IMF hopeful of good world growth

HONG KONG (Reuter): The International Monetary Fund kicked off its annual meetings with an upbeat assessment of the global economy yesterday, predicting several more years of low-inflation growth.

But IMF experts admitted that problems in Thailand and elsewhere in southeast Asia were clouding an otherwise bright economic picture. The United States might have to raise interest rates to cool down its simmering economy.

"We continue to believe the world economy will turn in good performances, both in 1997 and 1998," chief economist Michael Mussa told a news conference launching the IMF's World Economic Outlook, a six-monthly look at prospects in the IMF's 181 member states.

"There are some areas of strain, but reasons for confidence in strong growth and low inflation."

The closely watched report said the global economy would grow by a respectable 4.2 percent this year and 4.3 percent in 1998 and that the expansion could continue. "There are reasons to believe that the current expansion can be sustained into the next century," it said.

But Thai growth would almost sputter out as the government brought in a painful austerity plan, falling to 2.5 percent in 1997, from 6.4 percent last year. "It's certainly going to feel like recession," Mussa said.

The Thai economic crisis, triggered by the collapse of the baht currency, is overshadowing the Hong Kong annual meetings of IMF and World Bank, its Washington-based sister organization.

The two institutions are contributing almost US$5.5 billion to a $17.2 billion rescue package for Thailand, the biggest loan since the international community bailed out Mexico in 1995.

Some 16,000 people are participating in the meetings, which are taking place in the new glass-fronted Hong Kong convention center overlooking the harbor.

IMF managing director Michel Camdessus will brief some of the 2,000 reporters at the meetings today and the World Bank will release a report on China's growth prospects to 2020.

China took Hong Kong back on July 1 this year, ending 156 years of British colonial rule.

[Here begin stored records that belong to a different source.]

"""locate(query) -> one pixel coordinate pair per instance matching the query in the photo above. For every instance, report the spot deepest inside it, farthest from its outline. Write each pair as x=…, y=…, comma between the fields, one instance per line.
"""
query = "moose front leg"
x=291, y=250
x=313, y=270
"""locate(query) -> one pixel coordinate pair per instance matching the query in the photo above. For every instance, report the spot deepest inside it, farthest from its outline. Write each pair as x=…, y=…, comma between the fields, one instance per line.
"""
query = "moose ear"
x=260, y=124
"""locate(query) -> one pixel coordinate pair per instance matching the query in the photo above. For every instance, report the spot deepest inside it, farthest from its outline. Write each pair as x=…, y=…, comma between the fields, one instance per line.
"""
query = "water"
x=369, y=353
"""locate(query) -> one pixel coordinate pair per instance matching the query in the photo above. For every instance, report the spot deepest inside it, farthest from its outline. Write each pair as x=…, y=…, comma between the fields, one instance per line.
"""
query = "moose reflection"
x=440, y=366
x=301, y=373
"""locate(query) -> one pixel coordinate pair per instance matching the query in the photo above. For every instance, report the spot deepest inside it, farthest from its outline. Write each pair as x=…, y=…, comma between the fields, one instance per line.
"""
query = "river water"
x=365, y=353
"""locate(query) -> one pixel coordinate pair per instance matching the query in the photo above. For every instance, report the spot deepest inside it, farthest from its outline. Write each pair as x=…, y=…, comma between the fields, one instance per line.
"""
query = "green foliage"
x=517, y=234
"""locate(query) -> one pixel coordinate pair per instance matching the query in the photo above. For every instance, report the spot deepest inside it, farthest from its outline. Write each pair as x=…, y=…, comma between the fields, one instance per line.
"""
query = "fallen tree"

But Hong Kong is guarding its special status jealously, promising an open economy, a firm currency and no change to its business-friendly environment.

In Wednesday's report the IMF said Europe was poised for stronger growth and was on track to launch a single currency on time. But it urged the governments of France and Germany to take urgent action to eliminate structural barriers to growth.

The IMF said growth would slow in Asia's tiger economies and in Japan, where it revised previous estimates down and forecast a rise in gross domestic product of 1.1 percent this year.

But the economic picture elsewhere was relatively bright and the IMF said strong growth in the United States and Britain was underpinning its rosy forecasts for the world economy. "The U.S. economy continues to perform exceptionally well," Mussa said.

He said the United States would probably have to raise interest rates within the next six months.

Other issues scheduled for discussion include a likely issue of Special Drawing Rights, the IMF's artificial currency, to provide reserves for countries which joined the Fund since the last issue and debates on how to fund loan and debt relief programs for the poorest countries in the world.

Policy makers will also discuss how best to prevent instability in emerging economies -- a key issue following the turbulence in Thailand and elsewhere in the region.

Some countries want the IMF to sell up to five million ounces of gold from its reserves to fund the debt package, which is rewarding countries with a strong track record of economic reform with the most generous debt relief yet on offer from the international community.

But others say gold sales could be inflationary and a German official said on Wednesday he did not expect the issue to be on the agenda in Hong Kong.

Finance ministers and central bank chiefs from the Group of Seven industrialized countries will take a break from IMF affairs on Saturday for talks on the world economy.

U.S. Treasury Secretary Robert Rubin, irritated at Japan's widening trade surplus with the United States, said exchange rates would be "a matter of interest" but he gave no details.